Credit Suisse reports sharp profit drop

27th April 2011, Comments 0 comments

Swiss bank Credit Suisse reported on Wednesday a 45-percent drop in first-quarter net profit, saying it suffered a valuation loss of 617 million Swiss francs (477 million euros, $700 million) on debt and derivative liabilities.

Net profit attributable to shareholders reached 1.1 billion francs in the first quarter, the banking group said in a statement, largely in line with an average forecast by analysts polled by Swiss business news agency AWP.

Credit Suisse experienced a decline in the growth of net new money flows, which reached 19.1 billion francs, a 26.5-percent decline from the equivalent figure last year when it was partly profiting from the weakness of Swiss rival UBS.

However, overall assets under management rose by 1.3 percent, the bank said.

First quarter net revenues grew by 13 percent year-on-year to 7.8 billion francs, while the bank said its results were weakened by the strength of the Swiss franc against the euro and the dollar.

The bank reported a six percent drop year-on-year in revenues from investment banking, although it marked a substantial recovery from the final months of 2010.

Credit Suisse also booked "fair value losses of 617 million francs on own debt and stand-alone derivatives relating to own funding liabilities."

Chief executive Brady Dougan said: "We have continued to work with regulators to help build a more robust financial system, spearheading the creation of a market for contingent convertible capital."

Contingent convertible capital is a new form of bond accounting that the financial community believes will reinforce banks during crises.

Credit Suisse said it had brought its Tier One capital ratio, a measure of its capital foundations, up to 18.2 percent, by the end of the first quarter -- 1.0 percent up on the end of 2010.

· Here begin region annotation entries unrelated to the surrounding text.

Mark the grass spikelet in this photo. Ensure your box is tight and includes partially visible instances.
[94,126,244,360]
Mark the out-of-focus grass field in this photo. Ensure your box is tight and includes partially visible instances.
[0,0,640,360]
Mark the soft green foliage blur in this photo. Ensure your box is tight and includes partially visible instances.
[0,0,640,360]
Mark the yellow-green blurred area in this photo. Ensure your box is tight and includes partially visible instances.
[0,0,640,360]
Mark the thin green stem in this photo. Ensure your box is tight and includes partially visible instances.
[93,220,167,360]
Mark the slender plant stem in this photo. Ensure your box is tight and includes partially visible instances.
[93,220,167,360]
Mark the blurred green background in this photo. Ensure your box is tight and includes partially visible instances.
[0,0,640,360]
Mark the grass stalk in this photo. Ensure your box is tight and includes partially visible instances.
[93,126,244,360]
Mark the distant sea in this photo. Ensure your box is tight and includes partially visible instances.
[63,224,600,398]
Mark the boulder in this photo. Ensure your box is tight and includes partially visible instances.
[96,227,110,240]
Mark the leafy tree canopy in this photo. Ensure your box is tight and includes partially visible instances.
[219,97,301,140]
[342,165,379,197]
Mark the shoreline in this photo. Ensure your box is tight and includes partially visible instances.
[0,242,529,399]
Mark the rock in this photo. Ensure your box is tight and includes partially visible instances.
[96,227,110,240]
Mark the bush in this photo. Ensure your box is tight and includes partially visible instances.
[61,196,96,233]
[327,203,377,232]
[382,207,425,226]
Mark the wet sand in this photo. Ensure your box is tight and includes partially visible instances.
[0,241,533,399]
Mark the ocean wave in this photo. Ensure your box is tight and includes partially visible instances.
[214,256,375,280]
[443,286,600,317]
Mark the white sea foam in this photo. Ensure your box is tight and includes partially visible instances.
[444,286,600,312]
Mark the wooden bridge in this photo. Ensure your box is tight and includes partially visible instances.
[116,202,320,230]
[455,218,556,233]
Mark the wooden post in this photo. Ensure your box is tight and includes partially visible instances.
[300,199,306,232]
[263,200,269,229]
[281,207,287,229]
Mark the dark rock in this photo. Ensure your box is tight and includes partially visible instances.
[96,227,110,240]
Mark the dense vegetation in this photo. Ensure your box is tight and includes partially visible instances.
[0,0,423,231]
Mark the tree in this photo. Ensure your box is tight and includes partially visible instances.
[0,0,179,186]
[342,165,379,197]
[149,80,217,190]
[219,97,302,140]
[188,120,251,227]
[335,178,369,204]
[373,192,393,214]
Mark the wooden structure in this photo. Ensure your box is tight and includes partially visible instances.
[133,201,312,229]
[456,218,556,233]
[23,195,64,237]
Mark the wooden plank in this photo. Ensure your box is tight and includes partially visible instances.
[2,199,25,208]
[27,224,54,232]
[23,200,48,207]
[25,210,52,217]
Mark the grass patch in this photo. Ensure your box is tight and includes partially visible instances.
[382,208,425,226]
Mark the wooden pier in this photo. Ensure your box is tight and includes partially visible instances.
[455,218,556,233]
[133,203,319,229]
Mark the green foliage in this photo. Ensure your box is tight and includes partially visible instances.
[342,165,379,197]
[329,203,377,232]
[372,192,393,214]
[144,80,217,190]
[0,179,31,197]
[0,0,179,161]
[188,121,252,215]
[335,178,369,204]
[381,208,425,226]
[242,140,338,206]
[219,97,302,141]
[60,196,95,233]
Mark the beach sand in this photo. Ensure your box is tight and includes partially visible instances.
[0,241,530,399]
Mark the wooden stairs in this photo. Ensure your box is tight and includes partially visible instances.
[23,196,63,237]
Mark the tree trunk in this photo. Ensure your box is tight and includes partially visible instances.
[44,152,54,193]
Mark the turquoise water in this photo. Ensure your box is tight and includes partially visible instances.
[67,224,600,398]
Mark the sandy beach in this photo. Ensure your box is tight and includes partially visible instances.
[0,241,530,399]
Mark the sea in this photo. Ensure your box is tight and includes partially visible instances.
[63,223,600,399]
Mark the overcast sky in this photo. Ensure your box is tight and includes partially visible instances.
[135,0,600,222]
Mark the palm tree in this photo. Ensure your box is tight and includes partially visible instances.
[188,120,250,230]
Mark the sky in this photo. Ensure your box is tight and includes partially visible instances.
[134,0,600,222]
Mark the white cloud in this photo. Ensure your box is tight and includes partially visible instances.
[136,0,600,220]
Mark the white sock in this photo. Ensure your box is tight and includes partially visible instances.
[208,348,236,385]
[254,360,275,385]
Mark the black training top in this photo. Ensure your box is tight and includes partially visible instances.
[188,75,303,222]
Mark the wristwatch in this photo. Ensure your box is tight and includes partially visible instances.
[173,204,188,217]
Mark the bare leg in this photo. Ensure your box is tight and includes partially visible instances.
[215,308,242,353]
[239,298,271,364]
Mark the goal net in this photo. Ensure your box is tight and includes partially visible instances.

Dougan called the bank an "early adopter" of more stringent bank capital requirements and supported planned tougher measures for Switzerland's systemically important "too big to fail" banks -- Credit Suisse and UBS -- compared to upgraded international Basel III rules.

"We support the Expert Commission's proposals and believe they can be implemented without a large impact on our competitive position under Basel III," he added.

"We are encouraged that measures proposed by regulators outside of Switzerland suggest that progress toward a more level playing field is being made," he added.

Credit Suisse's share price was down 0.4 percent in early trading (0817 GMT), as the Swiss Market Index fell 0.2 percent.

Analysts at Wegelin private bank described the results as "reasonably solid," noting that the charges were expected, although it cautioned that moves to meet capital requirements would weaken margins.